The good days are finally starting to outnumber the bad ones. Mentally is where I’m having the hardest time. I am in therapy and on meds for OCD, PTSD, and anxiety. I had anxiety before C. diff, but it’s certainly been amplified. I’m waiting for the day that I don’t wake up worried that C. diff will come back today. I thought this far into recovery I’d be over this fear, but I’m not there yet. I’m also in a legal battle due to the E. coli infection that triggered all this, which has been taxing but is necessary to pay my medical bills. Hopefully, this will soon be resolved as well.
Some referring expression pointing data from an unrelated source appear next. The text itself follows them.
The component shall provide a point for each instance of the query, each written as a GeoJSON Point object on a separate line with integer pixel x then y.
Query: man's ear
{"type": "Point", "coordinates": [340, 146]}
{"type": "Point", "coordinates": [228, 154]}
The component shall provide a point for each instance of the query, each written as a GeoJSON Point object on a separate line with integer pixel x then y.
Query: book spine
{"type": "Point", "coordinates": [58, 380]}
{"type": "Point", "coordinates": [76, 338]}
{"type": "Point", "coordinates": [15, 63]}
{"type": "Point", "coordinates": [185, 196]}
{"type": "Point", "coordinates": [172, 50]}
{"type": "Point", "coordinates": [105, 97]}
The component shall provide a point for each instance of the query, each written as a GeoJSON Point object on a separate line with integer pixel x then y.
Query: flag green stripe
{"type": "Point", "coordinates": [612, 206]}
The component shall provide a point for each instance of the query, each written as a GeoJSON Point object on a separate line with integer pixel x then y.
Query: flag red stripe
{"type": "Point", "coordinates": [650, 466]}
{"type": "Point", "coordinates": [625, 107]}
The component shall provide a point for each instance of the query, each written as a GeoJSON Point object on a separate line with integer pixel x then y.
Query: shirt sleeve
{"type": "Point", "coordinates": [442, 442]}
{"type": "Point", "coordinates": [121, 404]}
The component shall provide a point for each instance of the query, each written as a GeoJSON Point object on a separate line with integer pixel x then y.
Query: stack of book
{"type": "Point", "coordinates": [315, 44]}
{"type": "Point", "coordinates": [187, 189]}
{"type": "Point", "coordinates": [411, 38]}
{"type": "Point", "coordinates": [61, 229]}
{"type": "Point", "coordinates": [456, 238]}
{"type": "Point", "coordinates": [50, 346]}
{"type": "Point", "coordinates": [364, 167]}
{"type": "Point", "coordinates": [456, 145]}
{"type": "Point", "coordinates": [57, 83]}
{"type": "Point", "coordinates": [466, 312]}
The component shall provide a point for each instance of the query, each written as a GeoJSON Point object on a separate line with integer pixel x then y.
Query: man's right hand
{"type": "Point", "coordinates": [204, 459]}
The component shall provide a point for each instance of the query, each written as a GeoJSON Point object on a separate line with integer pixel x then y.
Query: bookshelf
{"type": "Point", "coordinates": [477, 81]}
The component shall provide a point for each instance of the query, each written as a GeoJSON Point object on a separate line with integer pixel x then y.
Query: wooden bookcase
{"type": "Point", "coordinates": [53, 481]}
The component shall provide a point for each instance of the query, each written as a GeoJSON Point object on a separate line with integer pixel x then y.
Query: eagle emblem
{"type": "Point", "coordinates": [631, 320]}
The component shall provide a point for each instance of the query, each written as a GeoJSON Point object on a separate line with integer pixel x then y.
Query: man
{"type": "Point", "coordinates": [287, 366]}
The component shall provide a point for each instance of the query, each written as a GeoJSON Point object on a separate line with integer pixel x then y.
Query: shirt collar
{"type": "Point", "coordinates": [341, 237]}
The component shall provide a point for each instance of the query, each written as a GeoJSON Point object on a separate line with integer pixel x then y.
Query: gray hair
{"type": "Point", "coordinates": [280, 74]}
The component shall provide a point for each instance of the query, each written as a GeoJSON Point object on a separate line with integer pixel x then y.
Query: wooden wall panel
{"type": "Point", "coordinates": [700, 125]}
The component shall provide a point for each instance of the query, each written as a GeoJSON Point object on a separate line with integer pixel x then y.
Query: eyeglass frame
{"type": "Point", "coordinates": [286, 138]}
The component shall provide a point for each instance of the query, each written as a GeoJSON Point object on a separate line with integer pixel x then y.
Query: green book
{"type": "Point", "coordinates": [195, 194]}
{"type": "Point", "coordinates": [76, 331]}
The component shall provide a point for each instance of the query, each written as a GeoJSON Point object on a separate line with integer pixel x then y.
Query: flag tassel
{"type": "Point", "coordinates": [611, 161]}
I’m sharing this so that those who are suffering can read my story and have hope. I spent hours at a time reading people’s C. diff stories during the worst of my illness trying to understand and to find hope to cling to. I want to be that story for someone else now. Don’t lose hope. There were days where I didn’t think I’d make it another second let alone 13 weeks into recovery. I was suicidal through much of this ordeal, but today I’m glad I’m still here. I miss traveling, making art, and going to class. I’m looking forward to the day I feel safe enough to do these things again. It’s not today, but maybe it’ll be tomorrow. For now, I’m taking it one day at a time and giving myself the space to heal both physically and mentally.